By 2018, adults in the U.S. were taking more than twice the amount of melatonin they took a decade earlier, the researchers found. Health experts are concerned that the COVID-19 pandemic may have increased this trend as more people rely on sleep aids.
Overall melatonin use in the U.S. is still “relatively low,” but the study does “document a significant many-fold increase in melatonin use in the past few years,” Rebecca Robbins, PhD, an instructor of sleep medicine at Harvard Medical School who wasn’t involved with the study, told CNN.
The study, which looked at melatonin use between 1999 and 2018, found that a small but growing number of adults are taking doses that exceed the recommended 5 milligrams per day as a short-term treatment.
Short-term melatonin use for jet lag or occasional sleep problems appears to be safe, according to health information from the National Center for Complementary and Integrative Health. But the long-term safety is unknown.
Melatonin use has been linked to headaches, dizziness, nausea, stomach cramps, drowsiness, confusion, crankiness, mild anxiety, depression, tremors, and abnormally low blood pressure, CNN reported. It can also interact with common medications and trigger allergies.

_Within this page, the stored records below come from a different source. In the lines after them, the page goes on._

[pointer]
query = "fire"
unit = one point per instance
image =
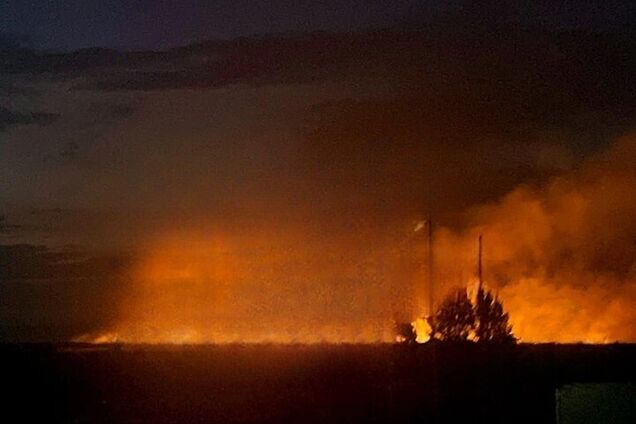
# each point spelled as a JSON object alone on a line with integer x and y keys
{"x": 561, "y": 257}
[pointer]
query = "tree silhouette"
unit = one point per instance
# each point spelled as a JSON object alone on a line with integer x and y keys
{"x": 491, "y": 320}
{"x": 454, "y": 320}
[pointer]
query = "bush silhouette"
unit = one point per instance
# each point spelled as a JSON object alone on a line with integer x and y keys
{"x": 454, "y": 320}
{"x": 491, "y": 320}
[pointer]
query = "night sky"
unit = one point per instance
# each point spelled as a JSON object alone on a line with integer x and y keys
{"x": 276, "y": 156}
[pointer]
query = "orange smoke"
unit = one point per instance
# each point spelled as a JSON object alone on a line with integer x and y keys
{"x": 254, "y": 287}
{"x": 562, "y": 257}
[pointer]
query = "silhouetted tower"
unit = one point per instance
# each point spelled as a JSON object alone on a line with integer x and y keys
{"x": 431, "y": 274}
{"x": 479, "y": 268}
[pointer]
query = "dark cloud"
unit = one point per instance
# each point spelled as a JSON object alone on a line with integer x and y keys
{"x": 9, "y": 118}
{"x": 54, "y": 294}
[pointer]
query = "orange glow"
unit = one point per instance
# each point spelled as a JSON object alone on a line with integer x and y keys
{"x": 561, "y": 257}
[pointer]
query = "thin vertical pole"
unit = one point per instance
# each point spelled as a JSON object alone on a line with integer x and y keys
{"x": 431, "y": 282}
{"x": 479, "y": 268}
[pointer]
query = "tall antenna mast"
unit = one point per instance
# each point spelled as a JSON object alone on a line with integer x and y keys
{"x": 431, "y": 284}
{"x": 479, "y": 269}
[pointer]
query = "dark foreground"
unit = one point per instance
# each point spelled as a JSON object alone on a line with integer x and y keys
{"x": 300, "y": 384}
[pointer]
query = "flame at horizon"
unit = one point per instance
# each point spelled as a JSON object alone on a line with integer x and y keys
{"x": 562, "y": 257}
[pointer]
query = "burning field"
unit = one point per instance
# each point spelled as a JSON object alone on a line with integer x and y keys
{"x": 561, "y": 256}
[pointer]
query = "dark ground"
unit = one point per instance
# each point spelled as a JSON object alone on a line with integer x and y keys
{"x": 299, "y": 384}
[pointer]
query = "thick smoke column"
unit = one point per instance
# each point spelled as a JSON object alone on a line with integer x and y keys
{"x": 563, "y": 256}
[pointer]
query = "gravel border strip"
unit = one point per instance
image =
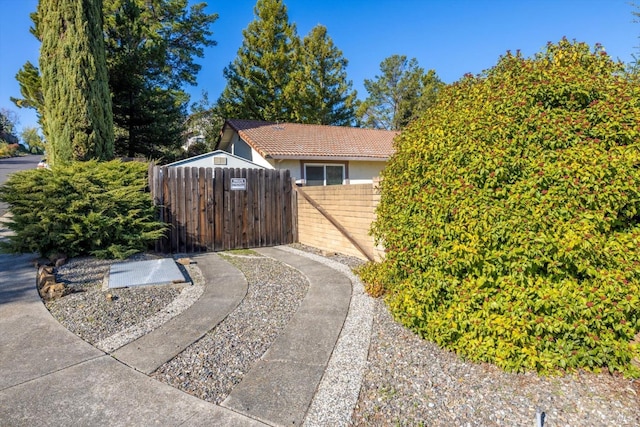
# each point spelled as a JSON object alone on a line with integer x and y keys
{"x": 338, "y": 392}
{"x": 183, "y": 301}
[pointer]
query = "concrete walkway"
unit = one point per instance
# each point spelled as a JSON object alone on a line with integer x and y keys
{"x": 49, "y": 376}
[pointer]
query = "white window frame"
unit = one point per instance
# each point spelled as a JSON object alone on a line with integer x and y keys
{"x": 324, "y": 167}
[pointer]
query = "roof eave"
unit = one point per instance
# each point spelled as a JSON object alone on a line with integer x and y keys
{"x": 324, "y": 158}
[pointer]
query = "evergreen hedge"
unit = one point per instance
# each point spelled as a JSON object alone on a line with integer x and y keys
{"x": 510, "y": 215}
{"x": 96, "y": 208}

Over-the-counter melatonin isn’t fully regulated by the FDA, the news outlet reported, so certain pills and formulations may contain higher levels than what is advertised on the label. No federal requirements compel companies to test the supplements to ensure they contain the advertised amount.
There also aren’t any federal requirements for companies to test products for harmful additives, CNN reported. Previous studies have found that 26% of melatonin supplements contained serotonin, which can lead to serious drug reactions when combined with antidepressants or migraine medications.
Melatonin is a hormone produced by the pineal gland in the brain. It is released into the bloodstream to regulate circadian rhythms and sleep-wake cycles. Instead of taking high amounts of melatonin, sleep specialists recommend improving “sleep hygiene” to help the body’s natural production of the hormone, Johns Hopkins reported.
That includes putting devices away an hour before falling asleep to reduce artificial light, sleeping in a cool environment, creating a consistent sleep schedule, and having a soothing bedtime routine such as a warm bath or meditation.
“Most people’s bodies produce enough melatonin for sleep on their own,” Luis Buenaver, PhD, a sleep expert at Johns Hopkins, said in a statement. “However, there are steps you can take to make the most of your natural melatonin production.”